In all seriousness, I've used mplayer{,2} because it brings my CPU usage down
into to the <1%-2% range on most videos thanks to pretty much all of the work
being done on the video card by way of VDPAU. How much do I care about this?
Well let's see:

    
    
      (100% == one fully ussed core of my old 3GHz Core2, gpu is a 9800gtx)
      video is: 1280x720 23.976fps h.264 High profile L4.0   (no audio)
    
      CPU usage w/ vdpau: mpv  2.8%, /usr/bin/X 5.2%
      CPU usage w/ x11:   mpv 10.4%, /usr/bin/X  36% 
    

[aside]Wow; it seems mpv has improved the software rendering engine.
mplayer{,2} used to be about 10% to 15% higher![/aside]

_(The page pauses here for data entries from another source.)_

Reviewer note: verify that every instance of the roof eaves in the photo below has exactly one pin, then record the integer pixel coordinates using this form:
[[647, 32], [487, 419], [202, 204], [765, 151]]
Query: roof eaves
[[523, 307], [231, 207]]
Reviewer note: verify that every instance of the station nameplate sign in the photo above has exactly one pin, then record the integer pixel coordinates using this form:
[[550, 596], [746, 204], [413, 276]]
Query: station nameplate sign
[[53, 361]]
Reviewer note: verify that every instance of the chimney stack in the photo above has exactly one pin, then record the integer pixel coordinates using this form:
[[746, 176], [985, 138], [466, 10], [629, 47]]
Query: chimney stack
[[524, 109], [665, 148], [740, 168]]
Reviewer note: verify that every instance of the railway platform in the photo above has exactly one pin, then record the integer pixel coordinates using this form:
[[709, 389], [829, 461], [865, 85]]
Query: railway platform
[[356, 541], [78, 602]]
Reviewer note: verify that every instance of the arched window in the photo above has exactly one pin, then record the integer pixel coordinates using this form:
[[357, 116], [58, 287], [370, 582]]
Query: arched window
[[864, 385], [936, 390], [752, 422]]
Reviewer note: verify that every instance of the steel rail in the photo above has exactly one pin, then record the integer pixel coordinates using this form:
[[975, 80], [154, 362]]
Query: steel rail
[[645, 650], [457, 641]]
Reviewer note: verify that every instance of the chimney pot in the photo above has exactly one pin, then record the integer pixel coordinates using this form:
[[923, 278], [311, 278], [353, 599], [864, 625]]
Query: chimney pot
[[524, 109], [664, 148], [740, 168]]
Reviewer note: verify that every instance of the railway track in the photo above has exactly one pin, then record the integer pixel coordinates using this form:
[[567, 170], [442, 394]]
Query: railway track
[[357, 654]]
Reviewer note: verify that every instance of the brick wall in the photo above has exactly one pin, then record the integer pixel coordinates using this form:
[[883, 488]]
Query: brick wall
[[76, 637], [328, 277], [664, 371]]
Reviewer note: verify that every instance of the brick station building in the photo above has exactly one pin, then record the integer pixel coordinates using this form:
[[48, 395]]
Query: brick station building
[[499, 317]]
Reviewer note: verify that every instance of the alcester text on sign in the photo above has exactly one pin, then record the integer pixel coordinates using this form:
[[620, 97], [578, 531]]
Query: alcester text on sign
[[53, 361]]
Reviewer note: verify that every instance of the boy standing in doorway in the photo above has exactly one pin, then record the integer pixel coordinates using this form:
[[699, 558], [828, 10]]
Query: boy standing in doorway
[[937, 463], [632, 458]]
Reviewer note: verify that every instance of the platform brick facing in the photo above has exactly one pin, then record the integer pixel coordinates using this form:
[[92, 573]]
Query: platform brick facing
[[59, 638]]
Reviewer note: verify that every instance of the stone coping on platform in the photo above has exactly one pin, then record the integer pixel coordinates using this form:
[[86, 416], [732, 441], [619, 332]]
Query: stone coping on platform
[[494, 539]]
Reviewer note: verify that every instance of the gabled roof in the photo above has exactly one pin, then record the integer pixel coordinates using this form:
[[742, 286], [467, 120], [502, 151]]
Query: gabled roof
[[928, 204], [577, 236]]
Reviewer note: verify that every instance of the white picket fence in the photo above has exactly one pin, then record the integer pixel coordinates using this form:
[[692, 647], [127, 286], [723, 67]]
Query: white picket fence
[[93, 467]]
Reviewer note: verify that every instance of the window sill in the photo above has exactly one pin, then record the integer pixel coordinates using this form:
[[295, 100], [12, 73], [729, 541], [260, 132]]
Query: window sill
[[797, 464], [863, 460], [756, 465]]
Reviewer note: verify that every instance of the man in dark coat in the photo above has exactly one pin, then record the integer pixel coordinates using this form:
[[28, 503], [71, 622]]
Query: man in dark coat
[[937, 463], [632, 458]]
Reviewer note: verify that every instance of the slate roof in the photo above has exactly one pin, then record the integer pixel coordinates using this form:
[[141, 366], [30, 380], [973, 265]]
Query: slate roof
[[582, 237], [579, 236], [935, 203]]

Even on non-Nvidia hardware, the software has always had a very strong focus
on efficiency. Their GL output drivers are great, and even the bad, old Matrox
G200 I was stuck for far too long was fully supported. I wouldn't have been
able to watch some videos without the hardware-assist.

There are other reasons I've always liked mplayer too, but the fact that it
_actually plays_ the videos that were a slideshow in vlc (and most other
players) made the choice obvious.

------
phryk
I've been using mpv for a few months now and have to say that I grew to like
it. Coming from mplayer I'm used to not asking myself "Can my player play this
piece of data" but just throw it in and see what happens. mpv does this just
as well (if not better) than mplayer.

Besides that theres a zillion little usability improvements that make using it
much better than mplayer, which is one of the main reasons why I stuck with
it.

The integration of libquvi is also pretty nice; Just throw a youtube URL into
mpv and it'll play - even the ones you can only view with flash in the
browser. :)

But beware, this was a bitch to get running on Gentoo. YMMV.

------
bridgpal
I've been using [http://mplayerx.org/](http://mplayerx.org/) exclusively. It
seems to handle files better than vlc for me, and has a nicer mac like player.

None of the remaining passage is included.